During C. elegans larval development, a specialized cell called the anchor cell (AC) invades the underlying epidermis formed by the vulval cells (Sternberg, 1988). AC invasion is a highly reproducible process, as it is always the same cell that invades at a specific site and at a predetermined time point (Rimann and Hajnal, 2007). During AC invasion, two basal laminae (BL) between the uterus and epidermis must be breached, which involves two distinct mechanisms: 1) guidance of the AC towards the epidermis and 2) breaching of the BL separating the two compartments (Sherwood, 2006). AC guidance depends on a netrin signal produced by the ventral nerve cord (VNC) and an unknown guidance cue from the epidermis. BL breaching, on the other hand, requires the two transcription factors FOS-1 (the ortholog of the human FOS oncogene), and EGL-43 (the homolog of the EVI1 oncogene (Altincicek et al., 2010; Rimann and Hajnal, 2007). These two transcription factors induce in the AC the expression of several invasion effectors, such as the ZMP-1 metalloprotease, or the CDH-3 protocadherin. Finally, studies of AC invasion have not only identified genes that induce cell invasion but also identified genes that actively repress invasion to prevent ectopic BL breaching (Altincicek et al., 2010).

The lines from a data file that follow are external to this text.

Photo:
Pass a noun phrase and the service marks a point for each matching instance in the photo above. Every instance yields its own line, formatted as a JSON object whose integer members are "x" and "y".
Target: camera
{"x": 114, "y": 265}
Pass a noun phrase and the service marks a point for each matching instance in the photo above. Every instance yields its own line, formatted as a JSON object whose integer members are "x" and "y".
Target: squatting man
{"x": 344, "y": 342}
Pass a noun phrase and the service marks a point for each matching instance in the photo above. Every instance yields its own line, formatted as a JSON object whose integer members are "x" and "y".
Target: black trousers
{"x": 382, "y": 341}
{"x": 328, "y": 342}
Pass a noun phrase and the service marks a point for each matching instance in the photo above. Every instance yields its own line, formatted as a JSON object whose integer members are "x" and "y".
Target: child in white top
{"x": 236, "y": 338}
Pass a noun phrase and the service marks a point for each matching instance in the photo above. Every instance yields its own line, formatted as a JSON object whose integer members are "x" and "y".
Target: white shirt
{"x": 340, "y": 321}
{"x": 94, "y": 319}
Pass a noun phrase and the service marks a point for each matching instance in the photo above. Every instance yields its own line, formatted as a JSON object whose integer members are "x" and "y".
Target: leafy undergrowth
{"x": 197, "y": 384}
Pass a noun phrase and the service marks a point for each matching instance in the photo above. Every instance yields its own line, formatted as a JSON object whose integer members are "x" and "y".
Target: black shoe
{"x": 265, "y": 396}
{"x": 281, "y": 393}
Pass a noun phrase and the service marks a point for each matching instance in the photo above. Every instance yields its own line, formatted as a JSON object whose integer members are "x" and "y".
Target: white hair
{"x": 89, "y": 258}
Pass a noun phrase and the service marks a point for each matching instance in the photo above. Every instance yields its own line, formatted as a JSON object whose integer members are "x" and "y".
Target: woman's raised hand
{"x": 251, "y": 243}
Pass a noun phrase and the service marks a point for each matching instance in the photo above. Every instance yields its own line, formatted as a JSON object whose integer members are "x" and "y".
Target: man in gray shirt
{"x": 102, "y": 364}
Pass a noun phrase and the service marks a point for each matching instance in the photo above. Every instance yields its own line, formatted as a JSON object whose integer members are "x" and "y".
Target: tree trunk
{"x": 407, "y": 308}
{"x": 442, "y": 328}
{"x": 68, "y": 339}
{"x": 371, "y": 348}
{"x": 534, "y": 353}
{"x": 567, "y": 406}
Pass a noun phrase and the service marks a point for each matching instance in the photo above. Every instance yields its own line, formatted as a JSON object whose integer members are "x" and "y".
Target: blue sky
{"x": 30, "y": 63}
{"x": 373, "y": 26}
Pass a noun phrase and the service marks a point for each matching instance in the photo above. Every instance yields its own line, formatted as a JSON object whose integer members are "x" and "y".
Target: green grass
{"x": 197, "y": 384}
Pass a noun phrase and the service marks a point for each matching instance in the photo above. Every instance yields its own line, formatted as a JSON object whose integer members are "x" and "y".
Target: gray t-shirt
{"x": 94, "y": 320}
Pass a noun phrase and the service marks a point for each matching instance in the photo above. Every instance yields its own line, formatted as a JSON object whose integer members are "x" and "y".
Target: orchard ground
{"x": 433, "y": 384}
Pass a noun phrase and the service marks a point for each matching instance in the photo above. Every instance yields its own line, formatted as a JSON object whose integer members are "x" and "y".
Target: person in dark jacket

During the first phase of this URPP, we carried out an RNA interference screen in C. elegans to identify genes associated with invasive melanoma that may also be functionally involved in developmental cell invasion. For this purpose, we used anchor cell invasion in C. elegans as an in vivo invasion assay. Through this approach we identified novel pro-invasive genes that have so far not been associated with increased tumor cell invasion. Among the genes we further characterized are specific G1 cell cycle regulators that are frequently genetically altered by mutations and amplifications in melanoma, and components of the protein sumoylation pathway as well as specific sumoylation targets. In addition, some of the genes up-regulated in invasive melanoma cells have already been known to be involved in anchor cell invasion in the worm (e.g. AP-1 transcription factors, or the RAC GEF TRIO). Thus, we have identified among a long list of genes showing elevated expression in invasive melanoma a much shorter list of novel candidate genes that may be functionally involved in regulating melanoma cell invasion. Moreover, we have established 4D imaging of C. elegans larvae expressing different fluorescent reporters (e.g. for cell polarity or basement membrane breaching) in order to observe cell invasion in vivo and characterize the selected candidate genes in gain- and loss-of-function experiments in real time with high precision. Currently, we are setting up a microfluidic chamber system, which permits us to observe cell invasion in C. elegans over longer time periods and under drug exposure. To study cell invasion in human cells, we have established Boyden chamber assays coupled to growth factor stimulation to test the invasive potential of candidate genes in cancer cells including patient-derived melanoma cells. With this assay we are testing the candidate genes identified in the C. elegans invasion screen described above for their roles in melanoma cell invasion. In summary, we have not only identified conserved regulators of cell invasion but also created a unique infrastructure to target melanoma invasion. Based on these very encouraging achievements, we will focus in the following period on further elucidating how these newly identified invasion regulators are integrated in invasive signaling pathways in human melanoma and perform in parallel a detailed functional characterization in C. elegans.